On 24 May, KC Veszprém won the Hungarian championship after defeating SC Pick Szeged in the third game of the championship finals. Team members, wearing their white t-shirts with Cozma's picture, were led up to the medal ceremony by Petre Cozma, who was also issued a gold medal by the Hungarian handball association, which he then hanged on to a giant photo of his son.

The handball match between "U" Transilvania and HC Odorheiu Secuiesc in February 2009 was dedicated to his memory.

A movie about the murder, Szíven szúrt ország ("A Country Stabbed in the Heart") premiered on May 7, 2009 in Veszprém.

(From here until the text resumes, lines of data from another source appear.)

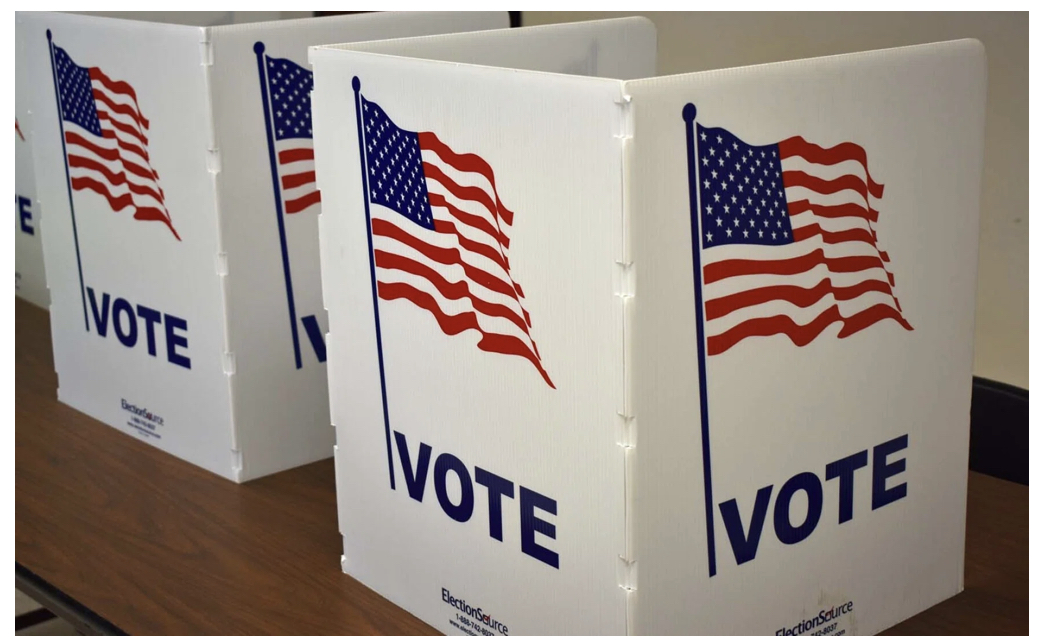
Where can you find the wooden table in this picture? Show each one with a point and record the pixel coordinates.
(151, 544)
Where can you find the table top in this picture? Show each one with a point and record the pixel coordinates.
(156, 545)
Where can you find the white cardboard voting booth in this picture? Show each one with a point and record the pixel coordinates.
(180, 236)
(618, 353)
(29, 280)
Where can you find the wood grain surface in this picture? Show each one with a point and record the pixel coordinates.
(155, 545)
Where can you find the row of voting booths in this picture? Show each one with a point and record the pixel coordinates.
(595, 350)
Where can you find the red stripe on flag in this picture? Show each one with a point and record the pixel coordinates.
(109, 134)
(474, 194)
(452, 291)
(298, 179)
(151, 213)
(466, 162)
(122, 201)
(110, 154)
(295, 155)
(122, 126)
(118, 87)
(89, 183)
(452, 325)
(834, 211)
(444, 226)
(298, 204)
(125, 109)
(443, 255)
(801, 335)
(799, 296)
(839, 237)
(115, 179)
(845, 151)
(822, 186)
(791, 266)
(469, 219)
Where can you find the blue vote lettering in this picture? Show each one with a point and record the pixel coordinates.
(745, 540)
(123, 317)
(23, 212)
(531, 505)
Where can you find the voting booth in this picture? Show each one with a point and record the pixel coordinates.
(617, 353)
(176, 167)
(29, 280)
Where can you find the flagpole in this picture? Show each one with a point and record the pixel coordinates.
(65, 158)
(356, 84)
(689, 118)
(265, 98)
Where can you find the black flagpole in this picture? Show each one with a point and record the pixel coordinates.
(65, 158)
(689, 118)
(356, 84)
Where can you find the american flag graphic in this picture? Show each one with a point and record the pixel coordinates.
(290, 92)
(789, 243)
(441, 237)
(106, 141)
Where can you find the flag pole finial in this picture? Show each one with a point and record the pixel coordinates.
(690, 112)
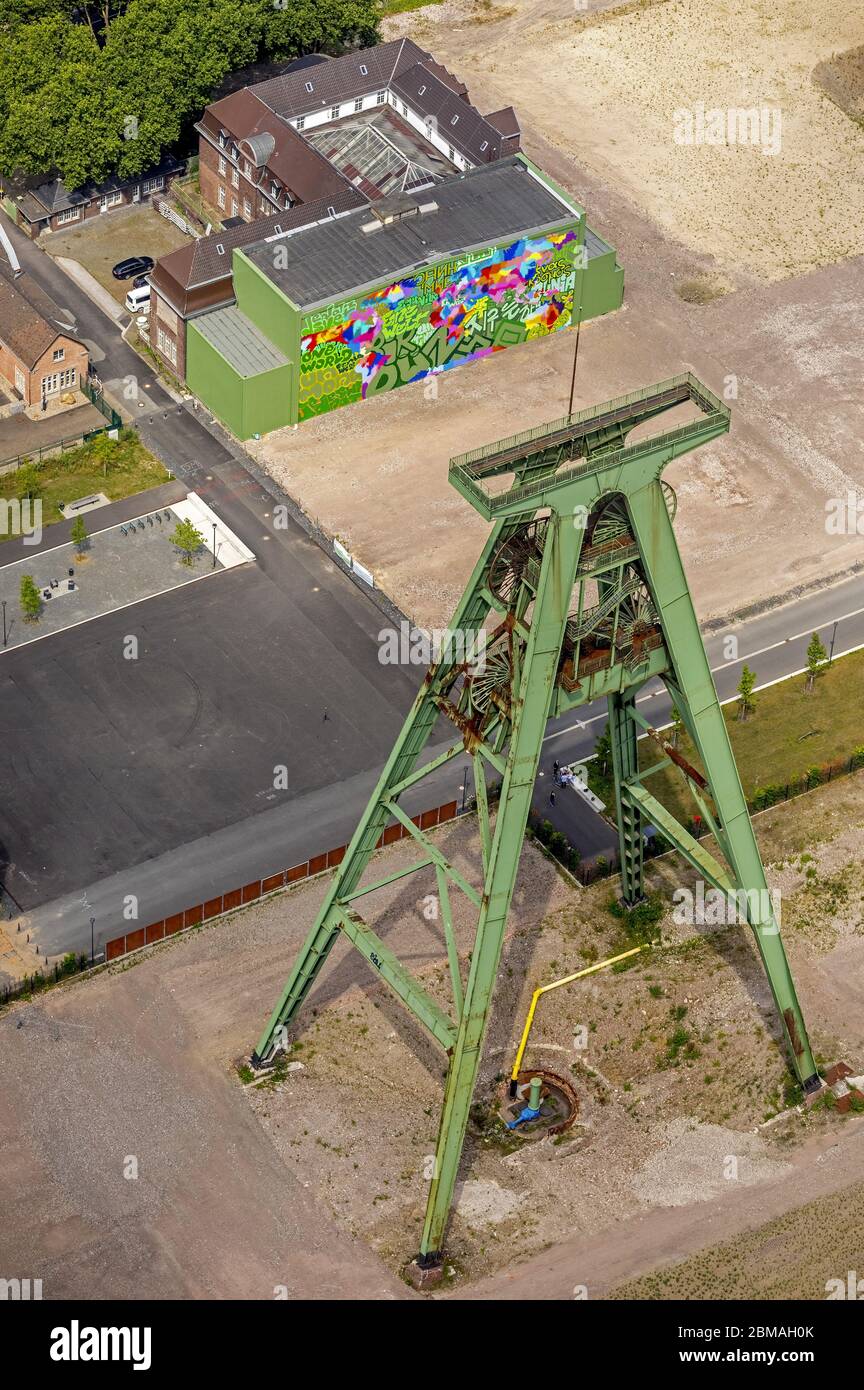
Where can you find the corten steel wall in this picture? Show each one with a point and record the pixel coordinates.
(454, 312)
(259, 887)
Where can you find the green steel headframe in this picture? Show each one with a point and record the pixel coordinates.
(582, 594)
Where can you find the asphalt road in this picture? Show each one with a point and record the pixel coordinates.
(218, 854)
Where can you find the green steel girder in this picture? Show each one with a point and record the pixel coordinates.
(568, 470)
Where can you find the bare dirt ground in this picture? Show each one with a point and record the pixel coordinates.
(128, 231)
(304, 1182)
(688, 223)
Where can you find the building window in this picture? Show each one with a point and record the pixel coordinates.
(167, 346)
(59, 381)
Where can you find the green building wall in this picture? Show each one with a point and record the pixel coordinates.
(247, 405)
(450, 313)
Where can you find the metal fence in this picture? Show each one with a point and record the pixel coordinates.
(59, 446)
(771, 795)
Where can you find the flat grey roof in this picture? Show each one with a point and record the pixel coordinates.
(239, 342)
(475, 209)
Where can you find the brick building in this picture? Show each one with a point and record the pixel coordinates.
(38, 359)
(39, 205)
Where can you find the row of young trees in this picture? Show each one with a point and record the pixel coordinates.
(186, 538)
(93, 89)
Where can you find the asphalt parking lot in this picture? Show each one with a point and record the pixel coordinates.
(106, 762)
(120, 565)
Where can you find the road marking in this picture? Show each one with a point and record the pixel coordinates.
(795, 638)
(789, 676)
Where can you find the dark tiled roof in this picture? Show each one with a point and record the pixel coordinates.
(339, 79)
(28, 317)
(404, 68)
(477, 209)
(293, 161)
(52, 196)
(202, 262)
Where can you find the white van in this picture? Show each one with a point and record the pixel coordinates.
(138, 299)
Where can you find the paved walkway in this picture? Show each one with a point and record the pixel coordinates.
(120, 566)
(93, 289)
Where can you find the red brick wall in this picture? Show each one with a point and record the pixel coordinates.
(211, 180)
(174, 328)
(75, 355)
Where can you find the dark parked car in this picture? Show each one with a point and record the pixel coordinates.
(134, 266)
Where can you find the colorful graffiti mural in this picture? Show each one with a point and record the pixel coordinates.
(456, 312)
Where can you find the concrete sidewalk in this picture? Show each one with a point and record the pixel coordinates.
(93, 289)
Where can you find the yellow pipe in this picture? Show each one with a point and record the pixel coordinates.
(556, 984)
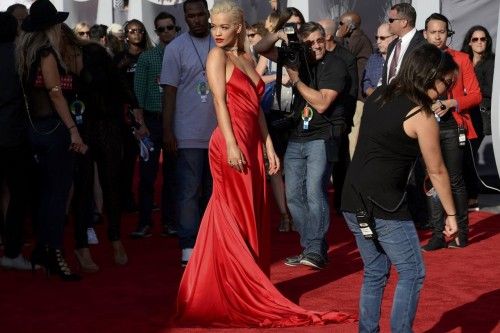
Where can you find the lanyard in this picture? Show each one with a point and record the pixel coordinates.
(196, 50)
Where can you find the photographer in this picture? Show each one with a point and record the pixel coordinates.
(318, 80)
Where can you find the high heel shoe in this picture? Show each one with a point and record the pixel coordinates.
(119, 253)
(52, 261)
(58, 265)
(285, 223)
(85, 260)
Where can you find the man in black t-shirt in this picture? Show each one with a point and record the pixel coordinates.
(319, 112)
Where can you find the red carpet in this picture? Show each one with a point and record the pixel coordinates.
(461, 292)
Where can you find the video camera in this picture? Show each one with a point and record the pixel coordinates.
(291, 54)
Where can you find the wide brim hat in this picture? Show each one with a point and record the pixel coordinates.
(42, 16)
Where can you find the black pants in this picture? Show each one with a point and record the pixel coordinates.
(470, 164)
(15, 170)
(54, 165)
(149, 172)
(105, 148)
(453, 156)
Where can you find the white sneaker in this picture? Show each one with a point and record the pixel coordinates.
(186, 255)
(19, 263)
(92, 237)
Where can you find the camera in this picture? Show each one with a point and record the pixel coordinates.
(366, 224)
(291, 54)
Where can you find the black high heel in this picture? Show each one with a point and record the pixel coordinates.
(53, 262)
(58, 265)
(39, 256)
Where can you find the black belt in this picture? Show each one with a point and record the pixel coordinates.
(150, 114)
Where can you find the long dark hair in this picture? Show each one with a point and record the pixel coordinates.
(418, 73)
(145, 41)
(489, 43)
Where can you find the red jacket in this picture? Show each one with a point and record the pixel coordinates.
(465, 91)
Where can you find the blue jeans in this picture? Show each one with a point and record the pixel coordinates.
(397, 243)
(307, 172)
(149, 171)
(194, 183)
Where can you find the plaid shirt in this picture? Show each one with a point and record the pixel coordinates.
(146, 81)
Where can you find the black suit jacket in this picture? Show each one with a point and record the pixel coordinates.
(417, 40)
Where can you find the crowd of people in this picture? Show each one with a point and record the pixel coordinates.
(215, 106)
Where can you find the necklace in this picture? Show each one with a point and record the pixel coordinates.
(198, 54)
(229, 49)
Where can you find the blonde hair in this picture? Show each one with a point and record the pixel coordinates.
(80, 25)
(30, 43)
(236, 12)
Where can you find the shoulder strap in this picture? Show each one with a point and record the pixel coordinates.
(413, 113)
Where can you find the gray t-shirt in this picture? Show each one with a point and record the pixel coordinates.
(183, 67)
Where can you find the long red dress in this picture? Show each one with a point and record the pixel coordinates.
(226, 282)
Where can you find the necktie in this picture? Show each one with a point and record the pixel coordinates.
(394, 61)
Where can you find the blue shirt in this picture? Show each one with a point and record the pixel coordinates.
(372, 74)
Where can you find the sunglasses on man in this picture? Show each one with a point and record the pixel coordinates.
(135, 31)
(382, 38)
(476, 39)
(167, 27)
(391, 20)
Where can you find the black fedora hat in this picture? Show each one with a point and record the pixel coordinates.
(43, 15)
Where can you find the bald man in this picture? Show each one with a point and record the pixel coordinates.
(355, 40)
(352, 86)
(372, 76)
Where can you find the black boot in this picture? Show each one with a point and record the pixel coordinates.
(435, 243)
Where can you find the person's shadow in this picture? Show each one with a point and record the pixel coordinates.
(481, 315)
(344, 260)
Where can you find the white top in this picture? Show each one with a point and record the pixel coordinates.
(405, 42)
(184, 67)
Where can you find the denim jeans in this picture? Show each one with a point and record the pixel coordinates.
(55, 165)
(453, 157)
(16, 171)
(307, 172)
(397, 243)
(194, 183)
(148, 172)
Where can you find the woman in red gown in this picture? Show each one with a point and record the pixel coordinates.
(226, 281)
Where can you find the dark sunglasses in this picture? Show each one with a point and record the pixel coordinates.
(476, 39)
(382, 38)
(391, 20)
(448, 83)
(135, 31)
(165, 28)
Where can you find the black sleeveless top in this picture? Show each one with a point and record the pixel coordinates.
(382, 161)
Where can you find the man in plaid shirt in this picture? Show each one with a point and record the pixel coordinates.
(150, 96)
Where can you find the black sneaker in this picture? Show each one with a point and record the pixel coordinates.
(294, 261)
(168, 231)
(141, 232)
(474, 207)
(454, 245)
(313, 260)
(435, 243)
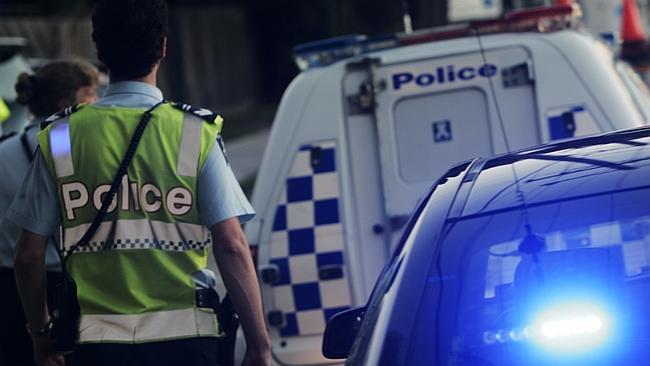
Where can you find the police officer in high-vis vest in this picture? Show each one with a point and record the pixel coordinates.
(178, 199)
(52, 87)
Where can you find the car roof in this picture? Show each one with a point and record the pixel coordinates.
(561, 171)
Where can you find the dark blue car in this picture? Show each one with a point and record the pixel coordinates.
(539, 257)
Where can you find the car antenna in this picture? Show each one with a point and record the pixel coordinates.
(408, 25)
(531, 243)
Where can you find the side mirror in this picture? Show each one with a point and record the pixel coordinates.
(340, 333)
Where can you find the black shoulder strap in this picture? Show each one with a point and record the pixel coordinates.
(61, 114)
(110, 195)
(7, 135)
(29, 153)
(203, 113)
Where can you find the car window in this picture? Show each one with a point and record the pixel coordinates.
(566, 282)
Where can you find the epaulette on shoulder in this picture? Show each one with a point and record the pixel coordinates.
(61, 114)
(203, 113)
(8, 135)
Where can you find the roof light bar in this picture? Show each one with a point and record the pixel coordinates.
(542, 19)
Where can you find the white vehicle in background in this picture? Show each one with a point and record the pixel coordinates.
(370, 122)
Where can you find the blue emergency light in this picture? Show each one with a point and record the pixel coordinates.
(325, 52)
(328, 51)
(571, 328)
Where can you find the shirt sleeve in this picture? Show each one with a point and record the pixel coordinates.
(35, 207)
(220, 196)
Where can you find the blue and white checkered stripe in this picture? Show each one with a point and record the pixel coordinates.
(307, 235)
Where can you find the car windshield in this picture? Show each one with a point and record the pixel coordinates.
(566, 282)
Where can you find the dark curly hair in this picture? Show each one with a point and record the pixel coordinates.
(129, 35)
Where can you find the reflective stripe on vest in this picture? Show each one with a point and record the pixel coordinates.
(188, 156)
(61, 148)
(139, 234)
(156, 325)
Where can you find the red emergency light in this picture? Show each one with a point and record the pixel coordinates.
(539, 19)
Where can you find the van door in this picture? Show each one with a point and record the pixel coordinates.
(434, 113)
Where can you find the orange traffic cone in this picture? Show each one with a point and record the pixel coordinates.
(634, 48)
(631, 28)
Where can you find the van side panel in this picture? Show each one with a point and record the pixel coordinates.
(303, 260)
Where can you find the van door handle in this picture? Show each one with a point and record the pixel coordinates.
(330, 272)
(395, 223)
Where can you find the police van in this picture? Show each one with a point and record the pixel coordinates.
(370, 122)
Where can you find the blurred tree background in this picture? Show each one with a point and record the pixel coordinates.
(231, 55)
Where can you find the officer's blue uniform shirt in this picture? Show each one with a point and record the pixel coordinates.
(14, 165)
(219, 198)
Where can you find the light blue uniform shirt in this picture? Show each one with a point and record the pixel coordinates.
(220, 197)
(14, 165)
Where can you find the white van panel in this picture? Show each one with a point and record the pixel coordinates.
(436, 112)
(435, 131)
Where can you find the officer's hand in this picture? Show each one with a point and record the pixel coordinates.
(44, 353)
(257, 358)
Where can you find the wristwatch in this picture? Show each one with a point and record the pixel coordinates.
(42, 331)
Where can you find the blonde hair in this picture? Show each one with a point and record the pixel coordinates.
(54, 85)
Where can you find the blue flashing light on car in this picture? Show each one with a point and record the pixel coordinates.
(573, 328)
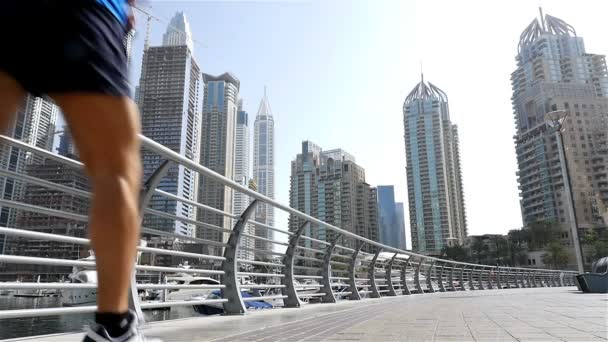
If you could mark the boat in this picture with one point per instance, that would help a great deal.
(188, 279)
(75, 297)
(218, 308)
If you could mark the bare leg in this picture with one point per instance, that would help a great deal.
(105, 130)
(11, 97)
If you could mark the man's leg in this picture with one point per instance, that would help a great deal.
(105, 129)
(11, 97)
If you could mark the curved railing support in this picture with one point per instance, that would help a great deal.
(451, 278)
(326, 272)
(371, 274)
(144, 199)
(490, 272)
(429, 278)
(441, 286)
(352, 274)
(471, 283)
(231, 291)
(480, 278)
(404, 287)
(417, 277)
(292, 300)
(389, 277)
(461, 279)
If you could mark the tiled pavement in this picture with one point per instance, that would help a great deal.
(541, 314)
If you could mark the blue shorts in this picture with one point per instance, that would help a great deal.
(59, 46)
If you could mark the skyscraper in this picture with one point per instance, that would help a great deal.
(330, 186)
(263, 169)
(242, 176)
(169, 101)
(554, 72)
(400, 212)
(390, 225)
(436, 204)
(217, 150)
(34, 124)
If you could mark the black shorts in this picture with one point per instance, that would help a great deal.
(59, 46)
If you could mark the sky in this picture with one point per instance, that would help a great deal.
(337, 73)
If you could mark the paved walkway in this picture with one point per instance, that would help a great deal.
(541, 314)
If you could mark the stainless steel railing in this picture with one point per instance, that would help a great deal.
(309, 270)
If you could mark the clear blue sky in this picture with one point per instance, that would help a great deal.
(337, 73)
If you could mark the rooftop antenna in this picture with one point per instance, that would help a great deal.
(542, 18)
(421, 73)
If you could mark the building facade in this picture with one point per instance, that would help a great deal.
(435, 195)
(169, 102)
(554, 72)
(218, 151)
(390, 225)
(263, 169)
(242, 175)
(330, 186)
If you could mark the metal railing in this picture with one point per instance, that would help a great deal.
(345, 267)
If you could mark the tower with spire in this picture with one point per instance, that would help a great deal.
(554, 72)
(168, 97)
(434, 182)
(263, 167)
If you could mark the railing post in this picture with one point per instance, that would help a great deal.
(429, 278)
(480, 278)
(354, 292)
(144, 199)
(441, 287)
(553, 280)
(231, 291)
(490, 272)
(498, 282)
(451, 278)
(371, 274)
(417, 277)
(389, 277)
(471, 284)
(520, 278)
(326, 272)
(461, 279)
(292, 300)
(404, 287)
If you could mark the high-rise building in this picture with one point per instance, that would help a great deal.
(242, 176)
(169, 102)
(400, 212)
(263, 169)
(330, 186)
(178, 32)
(34, 124)
(436, 204)
(554, 72)
(217, 151)
(390, 225)
(33, 194)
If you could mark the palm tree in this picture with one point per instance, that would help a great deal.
(556, 255)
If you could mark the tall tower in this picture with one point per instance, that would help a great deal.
(436, 204)
(554, 72)
(169, 101)
(34, 124)
(263, 168)
(330, 186)
(242, 175)
(218, 151)
(178, 32)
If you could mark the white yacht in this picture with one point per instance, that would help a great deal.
(73, 297)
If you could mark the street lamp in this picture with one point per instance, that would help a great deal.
(555, 120)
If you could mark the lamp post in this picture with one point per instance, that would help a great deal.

The friendly football match from 12 August 2009 between Hungary and Romania was dedicated to his memory. Journalists nationals of Hungary and Romania, along with other guests from both countries have also organized a friendly match before the senior teams, a match against violence and in memory of Marian Cozma.

On 6 February 2010 a statue of Cozma was unveiled at the Veszprém Aréna in Veszprém, from money donated by the Hungarian public.

In 2022 in an act of unprecedented sportsmanship the guest sector of Pick Aréna, home of SC Pick Szeged, Veszprém's arch rivals was named after Marian Cozma.